Anna doesn’t hesitate to reach for it. This has become a bit of a tradition for them as of late. A little game they play between themselves. She takes a bite, chews and makes a show of evaluating the flavors. “Japan?” she guesses.
His answering grin is wide with approval, and she knows she’s right. “How’d you guess?”
“The texture is similar to those little cakes you brought. With the rice dough and bean paste?”
“Mochi,” he supplies. “You’re right to notice the similarities.”
She takes another bite, cupping her hand under the treat to avoid dripping any of the sauce. “That was only a few months ago. Is there something happening over there?”
“They’ve been going through some interesting changes.” His lips thin, looking so much like a stern governess it would be comical if she weren’t concerned.
Anna regards him closely as she finishes her bite.
Her world views have always been so molded by the local ones.
Most of the world news doesn’t reach her, the stories that do are printed with a bias so skewed she struggles to trust any of it.
Meanwhile, he has the luxury of being anywhere in an instant where he can learn first hand for himself.
“What about these changes is troubling you?”
He sighs, rubbing the back of his neck. “The government is looking outward, taking inspiration from the western world.
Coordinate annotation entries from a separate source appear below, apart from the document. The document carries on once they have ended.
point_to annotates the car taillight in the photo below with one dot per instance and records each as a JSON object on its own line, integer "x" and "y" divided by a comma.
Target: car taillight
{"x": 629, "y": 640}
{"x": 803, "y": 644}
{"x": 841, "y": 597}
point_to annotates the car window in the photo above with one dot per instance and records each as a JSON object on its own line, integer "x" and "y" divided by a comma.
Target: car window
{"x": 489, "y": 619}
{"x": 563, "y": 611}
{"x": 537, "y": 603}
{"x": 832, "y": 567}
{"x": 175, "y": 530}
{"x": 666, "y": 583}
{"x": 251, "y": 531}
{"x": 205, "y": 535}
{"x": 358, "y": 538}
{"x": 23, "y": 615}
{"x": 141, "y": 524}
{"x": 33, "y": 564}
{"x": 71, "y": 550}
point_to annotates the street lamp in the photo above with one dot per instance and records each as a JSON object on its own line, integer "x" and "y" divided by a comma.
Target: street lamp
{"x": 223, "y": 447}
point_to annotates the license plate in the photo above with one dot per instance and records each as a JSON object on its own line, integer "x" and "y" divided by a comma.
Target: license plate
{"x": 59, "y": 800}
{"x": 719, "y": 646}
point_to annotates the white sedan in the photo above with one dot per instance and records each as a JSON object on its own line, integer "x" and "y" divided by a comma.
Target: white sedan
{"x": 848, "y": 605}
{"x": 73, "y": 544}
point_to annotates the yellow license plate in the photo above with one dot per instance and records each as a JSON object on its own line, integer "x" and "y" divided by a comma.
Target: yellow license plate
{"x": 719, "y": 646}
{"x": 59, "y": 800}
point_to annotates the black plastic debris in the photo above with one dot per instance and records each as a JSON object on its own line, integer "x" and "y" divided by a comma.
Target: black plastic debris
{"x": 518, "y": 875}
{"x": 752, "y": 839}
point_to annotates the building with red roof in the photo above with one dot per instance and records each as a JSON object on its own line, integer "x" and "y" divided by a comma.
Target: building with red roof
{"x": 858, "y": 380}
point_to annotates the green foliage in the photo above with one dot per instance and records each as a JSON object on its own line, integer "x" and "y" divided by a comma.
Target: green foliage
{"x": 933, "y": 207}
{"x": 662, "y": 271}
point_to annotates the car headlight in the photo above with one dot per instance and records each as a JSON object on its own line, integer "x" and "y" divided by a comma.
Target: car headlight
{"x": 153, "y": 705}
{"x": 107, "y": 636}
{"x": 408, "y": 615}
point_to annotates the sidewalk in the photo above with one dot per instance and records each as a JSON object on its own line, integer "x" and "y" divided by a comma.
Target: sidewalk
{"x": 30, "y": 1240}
I’m worried they’ll eventually follow suit in expanding as well.”
Anna openly winces, not needing further explanation. For years, he’s confided in her the atrocities happening to the lands the bigger world powers deemed fit to colonize under the flimsy guise of spreading salvation.
“Let’s hope they don’t,” she says, even though the optimism is weak at best.
The scoff he makes is deep, saturated with his skepticism. A cup of tea appears in his hand, the porcelain as delicate as the fingers that hold it. “And you? Anything worth noting around these parts?”
Anna’s lips thin, the flesh turning pale and her appetite faltering despite having one more ball of dough left. “There have been murders lately. In Whitechapel.”
“I’m afraid that’s hardly new,” he sighs, taking a sip. “Regardless of the blind eye they cast it.”
She shakes her head. “Not like this,” she murmurs, shivering. “This is … It’s not like anything I’ve seen.”
Time has exposed her to so many horrors, but what she’s overheard about the Whitechapel murders is grotesque. Something out of a nightmare.
Khiran frowns, finger tapping against the china. “I’ll look into it.”
Her eyes snap to him, surprised. “I’m sincerely beginning to question your definition of meddling.”
The tea cup is brought to his lips, but he doesn’t return her gaze. “I told you. I influence.”
“And yet, you’ve never explained the difference.”
The sigh he gives is grumbling. “I can’t accost the murderer myself, but there is nothing to stop me from tipping off someone who can.” He meets her eyes. “I can give a man a gun, but only he can pull the trigger.”
Her brow furrows. She understands the analogy, but … “But in Louisiana—”
“Was different,” he says, cutting her off. The edge of his voice is sharp, a clear indication that she should drop it and move on.
Anna doesn’t heed the warning, but she does tread carefully—choosing her words with consideration. “Why?” she murmurs, anticipation weighing on her chest. She has a suspicion, one she’ll never voice, but she wants to hear it from him. “Why was it different?”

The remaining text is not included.